We believe that everyone who contributes to this campaign shares a unified sense of discontent: if you feel that you, as an individual citizen, have lost the power to alter society (or if you feel that you never had it), because those with power have long enjoyed exemption from accountability, then this campaign is for you.
Again, we may not all agree on the specific purpose of Congress or an ISP, but what we might all agree on is this: neither endures because it necessarily fulfills its proper purpose, but because it possesses the power.
And the right to sell a private citizen’s private browser history is, we believe, too great a power to permit.
The goal of this campaign is to chip away at (by opting out) and box in (with the legal fund) that power--and if we are able to help take it back altogether, well, that is probably the best possible outcome we could hope for.
Why did Veeto decide to join this fight?
Like you, when this bill passed, we were angry, too--because we felt betrayed by the people who said they would protect us. We applauded the early efforts by Adam and others to do something about it.
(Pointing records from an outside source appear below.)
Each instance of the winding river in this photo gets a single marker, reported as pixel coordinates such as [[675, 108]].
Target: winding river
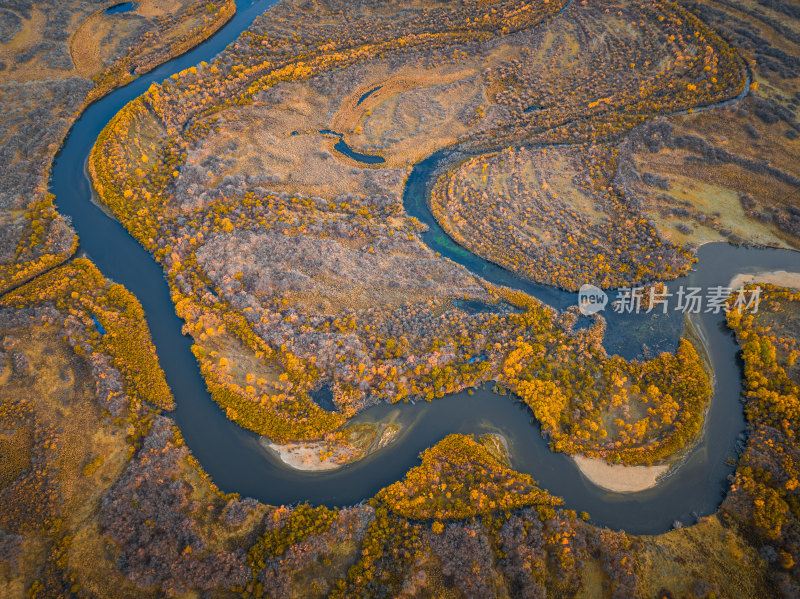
[[237, 462]]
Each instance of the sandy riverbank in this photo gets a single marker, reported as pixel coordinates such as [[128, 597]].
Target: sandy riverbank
[[319, 456], [618, 477], [782, 278]]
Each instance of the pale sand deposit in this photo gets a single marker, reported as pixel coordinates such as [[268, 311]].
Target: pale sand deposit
[[303, 456], [781, 278], [618, 477]]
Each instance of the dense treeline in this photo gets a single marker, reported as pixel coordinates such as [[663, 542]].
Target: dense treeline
[[765, 492], [113, 321], [459, 478]]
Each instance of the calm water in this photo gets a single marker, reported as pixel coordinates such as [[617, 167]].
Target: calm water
[[121, 7], [236, 461]]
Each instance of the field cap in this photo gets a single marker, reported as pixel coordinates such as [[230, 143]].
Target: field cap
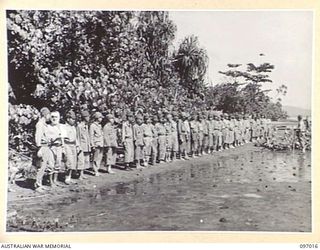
[[84, 114], [97, 115], [109, 117], [71, 114], [44, 111]]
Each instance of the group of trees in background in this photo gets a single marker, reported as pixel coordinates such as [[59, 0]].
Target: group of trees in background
[[114, 61]]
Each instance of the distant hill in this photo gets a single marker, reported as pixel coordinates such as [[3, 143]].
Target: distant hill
[[295, 111]]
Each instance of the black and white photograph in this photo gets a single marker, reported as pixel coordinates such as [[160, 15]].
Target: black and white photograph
[[159, 120]]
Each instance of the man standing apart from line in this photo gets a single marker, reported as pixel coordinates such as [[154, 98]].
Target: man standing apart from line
[[44, 153], [56, 134], [84, 141], [96, 141], [110, 143], [127, 140], [71, 144]]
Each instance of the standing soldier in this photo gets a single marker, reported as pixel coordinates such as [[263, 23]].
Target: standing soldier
[[56, 134], [161, 138], [183, 133], [174, 131], [44, 153], [301, 133], [84, 141], [110, 143], [138, 141], [210, 131], [247, 129], [127, 140], [71, 144], [155, 140], [96, 141], [225, 131], [218, 137], [203, 134], [169, 142], [147, 128]]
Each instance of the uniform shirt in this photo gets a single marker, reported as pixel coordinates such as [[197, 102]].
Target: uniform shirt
[[96, 135], [147, 129], [302, 126], [154, 131], [160, 129], [71, 135], [174, 128], [84, 136], [167, 126], [110, 135], [127, 132], [210, 126], [55, 134], [138, 134], [194, 126], [41, 132]]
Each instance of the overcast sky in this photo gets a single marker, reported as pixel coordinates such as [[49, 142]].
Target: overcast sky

But as the details of those campaign promises unfolded, it became clear to us that we all needed a better strategy, a winning strategy, something that would actually deliver concrete results to the individuals who supported the cause.
As founders of Veeto, we also knew that we had a particular combination of assets and expertise that (to our knowledge) no one else had. We believed we could make a difference, but it would require putting both Veeto and Speak on pause for a couple of months. It was not an easy decision. But we could not forget that feeling of injustice.
We believe the perks this campaign promises are both necessary and attainable. And right now, we believe this is the most important work we have.
Does the technology that will deliver these perks already exist?
Yes. To fulfill the promised perks, we are using the existing Veeto and Speak apps, retooling them a bit to serve the specific purposes the perks require. So while there is still work to be done to get the apps to that point, the core technology already exists.
Other than this campaign, what other options do I have to fight back against this bill?
This campaign is a platform for movement that does not yet exist. It is not a substitute for your contribution to the fight or a salve for the pain you are feeling.
It is instead a solution, one possible solution, but there might be others still to come. Having been in the “justice as a service” space for many years, we have come to assume the attitude of “the more the merrier,” because ultimately, every founder working in this space would probably rather not have to do the work they are doing, in the following way: “I would rather be poor in a world that did not need Veeto (an actual quote from Matt).”
This campaign is an effort to give each man and woman a way to regain control of the privacy they value, and because of our focus on the individual cost-benefit analysis, we suggest you also consider supporting organizations like the EFF that advocate for changes and protections at the macro level.